Baker's Dozen

This is a boot-camp style series of thirteen one-day coding projects. The aim is to experiment with NLP in Haskell.


  1. Tokenizer and application framework (done);
  2. Type/token ratios, graph of changing ratio over the course of a text or corpus (done);
  3. Snap server (done);
  4. Frequency report (done);
  5. HTML 5, CoffeeScript, Compass/SASS (done);
  6. XML tokenizer (done);
  7. Re-work tokenizer to match ANC;
  8. Persistence in Level DB or SQLite in RDF;
  9. Corpus management;
  10. Corpus processing;
  11. Search;
  12. Morphological tagger;
  13. POS tagger;
  14. Collocates, analysis and statistics;
  15. Clustering;
  16. Binary categorization (e.g., spam detection);
  17. Multi-label categorization;
  18. Hidden Markov model for corpus;
  19. Topic models;
  20. Clustering;
  21. NER, date extraction;
  22. MM text generation.

Other topics:

  • Parallel or distributed processing.



This takes one or more files and calculates the frequencies for their types.

bakers12 freq [OPTIONS] [FILES/DIRS]


bakers12 serve [--port=INT]

This starts a Snap server for browsing information about the corpus.

At the moment, the only this this server does is allow you to upload a file, which it tokenizes and displays the tokens and a graph of the running type-to-token ratio.


bakers12 tokenize [FILES/DIRS]

This tokenizes the files listed on the command line, and it prints each token out.
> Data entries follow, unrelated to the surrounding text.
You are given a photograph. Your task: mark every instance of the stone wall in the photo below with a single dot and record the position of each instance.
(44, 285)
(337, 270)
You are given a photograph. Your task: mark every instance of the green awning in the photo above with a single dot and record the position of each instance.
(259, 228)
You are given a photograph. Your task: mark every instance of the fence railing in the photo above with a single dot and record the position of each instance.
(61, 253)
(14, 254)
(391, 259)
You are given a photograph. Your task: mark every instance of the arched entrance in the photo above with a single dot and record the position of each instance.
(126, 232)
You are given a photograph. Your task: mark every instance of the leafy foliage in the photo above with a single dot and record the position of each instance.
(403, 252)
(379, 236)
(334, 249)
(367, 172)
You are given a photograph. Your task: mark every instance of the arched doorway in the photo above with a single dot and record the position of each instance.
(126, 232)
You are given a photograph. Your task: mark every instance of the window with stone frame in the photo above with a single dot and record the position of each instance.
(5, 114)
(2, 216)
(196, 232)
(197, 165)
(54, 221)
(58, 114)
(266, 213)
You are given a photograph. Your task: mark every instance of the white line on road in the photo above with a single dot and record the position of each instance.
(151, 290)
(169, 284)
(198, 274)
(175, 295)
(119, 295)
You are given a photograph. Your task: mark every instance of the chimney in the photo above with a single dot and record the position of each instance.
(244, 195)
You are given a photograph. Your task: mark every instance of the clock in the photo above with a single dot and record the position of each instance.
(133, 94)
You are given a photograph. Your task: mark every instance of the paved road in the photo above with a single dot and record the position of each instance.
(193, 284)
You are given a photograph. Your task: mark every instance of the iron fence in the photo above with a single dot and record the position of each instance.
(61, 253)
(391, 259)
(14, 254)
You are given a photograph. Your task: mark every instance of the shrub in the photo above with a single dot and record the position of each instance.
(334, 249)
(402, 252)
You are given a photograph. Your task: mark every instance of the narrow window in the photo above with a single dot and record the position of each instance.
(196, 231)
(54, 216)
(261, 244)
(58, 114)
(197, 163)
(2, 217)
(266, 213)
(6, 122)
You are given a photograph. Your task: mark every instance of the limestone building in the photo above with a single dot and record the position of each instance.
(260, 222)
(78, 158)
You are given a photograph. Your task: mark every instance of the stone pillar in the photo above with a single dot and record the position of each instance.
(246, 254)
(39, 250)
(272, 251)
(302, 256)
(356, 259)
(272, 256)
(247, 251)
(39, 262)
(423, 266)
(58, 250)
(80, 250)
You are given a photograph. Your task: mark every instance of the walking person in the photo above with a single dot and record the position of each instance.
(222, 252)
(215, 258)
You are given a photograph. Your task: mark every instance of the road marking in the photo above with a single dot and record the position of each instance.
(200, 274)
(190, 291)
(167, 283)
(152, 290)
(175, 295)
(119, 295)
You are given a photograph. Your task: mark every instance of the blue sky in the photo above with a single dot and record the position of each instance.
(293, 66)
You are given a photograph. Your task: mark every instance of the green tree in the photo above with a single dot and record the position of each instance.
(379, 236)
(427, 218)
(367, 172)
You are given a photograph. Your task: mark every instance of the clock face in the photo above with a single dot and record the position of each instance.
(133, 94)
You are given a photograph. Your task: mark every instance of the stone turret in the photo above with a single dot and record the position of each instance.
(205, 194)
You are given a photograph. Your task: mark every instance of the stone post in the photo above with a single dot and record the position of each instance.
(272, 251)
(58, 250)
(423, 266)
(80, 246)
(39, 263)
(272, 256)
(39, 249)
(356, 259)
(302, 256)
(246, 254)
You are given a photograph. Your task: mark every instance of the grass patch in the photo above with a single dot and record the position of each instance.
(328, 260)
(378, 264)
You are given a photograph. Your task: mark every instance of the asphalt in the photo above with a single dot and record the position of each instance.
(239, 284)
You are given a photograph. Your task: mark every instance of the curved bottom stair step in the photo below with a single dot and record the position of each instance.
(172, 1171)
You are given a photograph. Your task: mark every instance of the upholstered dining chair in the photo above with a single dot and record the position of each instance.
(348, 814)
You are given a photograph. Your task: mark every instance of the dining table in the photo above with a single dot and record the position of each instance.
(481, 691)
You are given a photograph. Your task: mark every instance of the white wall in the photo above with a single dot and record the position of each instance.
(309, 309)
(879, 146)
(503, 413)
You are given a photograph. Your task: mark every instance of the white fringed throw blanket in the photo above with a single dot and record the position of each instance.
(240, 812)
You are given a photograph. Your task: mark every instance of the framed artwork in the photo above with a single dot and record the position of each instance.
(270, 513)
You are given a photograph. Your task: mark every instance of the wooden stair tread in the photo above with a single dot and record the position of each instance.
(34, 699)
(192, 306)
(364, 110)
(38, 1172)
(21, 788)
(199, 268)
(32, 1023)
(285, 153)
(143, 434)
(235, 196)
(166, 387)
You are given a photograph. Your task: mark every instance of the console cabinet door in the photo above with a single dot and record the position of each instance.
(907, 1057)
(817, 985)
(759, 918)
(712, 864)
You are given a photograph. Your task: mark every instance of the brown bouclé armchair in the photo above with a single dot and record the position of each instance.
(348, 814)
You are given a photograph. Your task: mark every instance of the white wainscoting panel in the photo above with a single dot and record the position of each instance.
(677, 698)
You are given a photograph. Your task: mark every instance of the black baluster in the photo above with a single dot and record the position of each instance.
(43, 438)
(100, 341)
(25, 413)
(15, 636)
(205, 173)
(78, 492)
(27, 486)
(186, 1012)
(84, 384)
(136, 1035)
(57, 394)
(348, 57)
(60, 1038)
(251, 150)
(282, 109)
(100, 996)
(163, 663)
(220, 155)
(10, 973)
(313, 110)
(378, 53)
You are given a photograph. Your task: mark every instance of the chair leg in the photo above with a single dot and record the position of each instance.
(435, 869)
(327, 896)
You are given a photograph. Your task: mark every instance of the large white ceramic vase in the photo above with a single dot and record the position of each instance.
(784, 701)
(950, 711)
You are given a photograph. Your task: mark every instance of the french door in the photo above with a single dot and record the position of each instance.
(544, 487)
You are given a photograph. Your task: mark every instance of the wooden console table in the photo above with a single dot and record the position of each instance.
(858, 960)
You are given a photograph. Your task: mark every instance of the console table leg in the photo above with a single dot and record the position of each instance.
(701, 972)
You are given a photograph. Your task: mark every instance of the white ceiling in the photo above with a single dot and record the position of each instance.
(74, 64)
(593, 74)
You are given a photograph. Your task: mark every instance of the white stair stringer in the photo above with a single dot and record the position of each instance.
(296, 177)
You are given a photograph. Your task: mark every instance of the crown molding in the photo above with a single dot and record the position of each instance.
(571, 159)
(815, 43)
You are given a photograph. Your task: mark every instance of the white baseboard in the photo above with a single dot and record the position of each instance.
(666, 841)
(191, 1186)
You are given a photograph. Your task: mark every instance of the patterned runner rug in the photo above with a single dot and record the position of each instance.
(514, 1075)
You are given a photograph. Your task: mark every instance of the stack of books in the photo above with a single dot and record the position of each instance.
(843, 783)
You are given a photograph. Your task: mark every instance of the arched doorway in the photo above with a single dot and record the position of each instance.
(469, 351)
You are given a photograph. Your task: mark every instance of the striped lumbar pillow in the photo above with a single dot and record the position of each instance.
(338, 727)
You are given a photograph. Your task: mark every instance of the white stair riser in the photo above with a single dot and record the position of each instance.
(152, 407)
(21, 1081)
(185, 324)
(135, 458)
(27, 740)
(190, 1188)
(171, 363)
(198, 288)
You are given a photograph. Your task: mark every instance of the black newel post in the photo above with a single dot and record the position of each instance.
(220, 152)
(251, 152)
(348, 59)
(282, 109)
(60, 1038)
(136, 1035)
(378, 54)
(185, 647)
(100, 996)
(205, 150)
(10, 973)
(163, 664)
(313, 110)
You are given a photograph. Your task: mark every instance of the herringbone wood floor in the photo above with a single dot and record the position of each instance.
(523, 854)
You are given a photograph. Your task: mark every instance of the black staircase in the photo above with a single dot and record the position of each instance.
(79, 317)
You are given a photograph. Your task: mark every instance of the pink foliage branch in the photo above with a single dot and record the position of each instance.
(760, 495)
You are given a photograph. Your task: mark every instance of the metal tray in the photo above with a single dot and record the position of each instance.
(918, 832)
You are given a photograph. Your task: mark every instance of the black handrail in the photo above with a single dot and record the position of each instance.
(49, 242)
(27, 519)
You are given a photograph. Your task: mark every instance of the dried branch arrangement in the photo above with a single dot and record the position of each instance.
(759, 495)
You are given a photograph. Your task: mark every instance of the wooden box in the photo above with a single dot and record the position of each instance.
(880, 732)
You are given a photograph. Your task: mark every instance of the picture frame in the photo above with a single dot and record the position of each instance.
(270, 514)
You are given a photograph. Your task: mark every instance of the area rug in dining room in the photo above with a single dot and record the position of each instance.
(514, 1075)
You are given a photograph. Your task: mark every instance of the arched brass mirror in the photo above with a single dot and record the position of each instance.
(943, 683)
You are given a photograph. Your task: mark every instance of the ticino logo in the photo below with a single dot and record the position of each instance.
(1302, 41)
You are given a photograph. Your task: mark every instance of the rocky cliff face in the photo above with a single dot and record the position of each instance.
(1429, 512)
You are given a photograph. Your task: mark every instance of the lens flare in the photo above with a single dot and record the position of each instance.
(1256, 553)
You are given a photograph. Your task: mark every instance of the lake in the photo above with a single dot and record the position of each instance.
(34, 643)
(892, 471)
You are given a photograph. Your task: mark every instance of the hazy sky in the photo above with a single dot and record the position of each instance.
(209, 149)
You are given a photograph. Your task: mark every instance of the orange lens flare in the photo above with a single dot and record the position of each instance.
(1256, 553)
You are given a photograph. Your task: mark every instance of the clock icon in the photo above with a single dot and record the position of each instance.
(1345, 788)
The output is formatted as CSV, and it includes these fields:

  • the normalized token;
  • the raw token;
  • the name of the file the token was from;
  • the offset character of the token in the file;
  • the raw length of the token; and
  • the running type-to-token ratio.

Future Commands

bakers12 init

Initialize a directory for analyzing documents.

bakers12 add [FILE-OR-DIRECTORY] ...

This adds a document or directory of documents to the corpus.

bakers12 info [DOCUMENT]

This prints information about a corpus or document